Fakat Öfkeli Tugay’a dair bir inceleme, 1960’larla 1970’lerin başındaki protesto kültürüne ilişkin en tartışmalı meselelerden birine ışık tutmaktadır: şiddet kullanımı, daha özgül olarak da, şiddetin toplumsal hareketin geneliyle olan ilişkisi. Şiddet, Britanya’da toplumsal mücadele alanının neredeyse tamamı tarafından, 1960’ların hareket kültürüne ait genel şiddetsizlik normlarından bir sapma olarak değerlendirilmiştir. Bu değerlendirme, şiddeti bütün siyasi imkânlar tükendiğinde başvurulacak son çare olarak gören geleneksel şiddet ve toplumsal hareketler analizleriyle de tutarlıdır. Son yıllarda, devrimci şiddetin ortaya çıkışını daha geniş hareketin parçası olarak ele almaya çalışan bazı araştırmalar yapılmakla birlikte, bunlar da sonuçta şiddete başvuran grupların kitle hareketinden tecrit olduğu görüşünü kabullenmişlerdir. Oysa Öfkeli Tugay olgusu, 1960-70’lerin kültürel hareketleri ile şiddet kullanımı arasına net bir ayrım koymanın doğru olmadığını gösteriyor. Gruba dair kültürel bir analiz, Tugay’ın Britanya karşı-kültürüyle arasında açık, hatta kopmaz bir bağ olduğunu gözler önüne sermekle kalmıyor; Öfkeli Tugay’ın, dil düzeyindeki şiddetten doğrudan tahribata kadar şiddetin değişik biçimleriyle haşır neşir olan karşı-kültürün bir uzantısı olduğunu da ortaya koyuyor. Bu açıdan bakıldığında, şiddet, gözü dönmüş bir avuç radikalin eylemleri olarak değil, o kültürün bir parçası olarak kendini gösteriyor.

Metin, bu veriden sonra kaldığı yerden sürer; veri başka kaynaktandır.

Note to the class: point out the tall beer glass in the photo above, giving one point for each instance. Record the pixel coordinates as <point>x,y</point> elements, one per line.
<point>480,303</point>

Şiddet ve Britanya Karşı-Kültürü
Öfkeli Tugay, bombalama eylemlerinin atfedildiği sekiz üyesinin yargılanması sırasında dönen tartışmalarda şiddet meselesinin başat temsilcisi haline geldiyse de, bu mesele Britanya karşı-kültürünün oluşumu ve tesisi süresince hep tartışılmıştı. Britanya’da karşı-kültür büyük ölçüde Yeni Sol’un kalıplaşmış politik altyapısına ve kurumsal kısıtlamalarına tepki olarak ortaya çıktı. 1968 yılı, ülkedeki (ve dünyadaki) sol hareketler açısından dönüm noktasıydı; Britanya Yeni Sol’una hâkim olan Leninist ve Troçkist grupların “politika”sına mesafe alma, karşı-kültürün temel özelliği olacaktı. Mart 1968’de Grosnevor Meydanı’nda savaş karşıtı gösteri olarak başlayıp isyana dönüşen eylem [Grosnevor Savaşı], birçokları için, şiddet içermeyen politik stratejilerin sonuna işaret ediyordu. Britanya solu, isyanı bir felaket ve bir dönüm noktası olarak değerlendirmişti.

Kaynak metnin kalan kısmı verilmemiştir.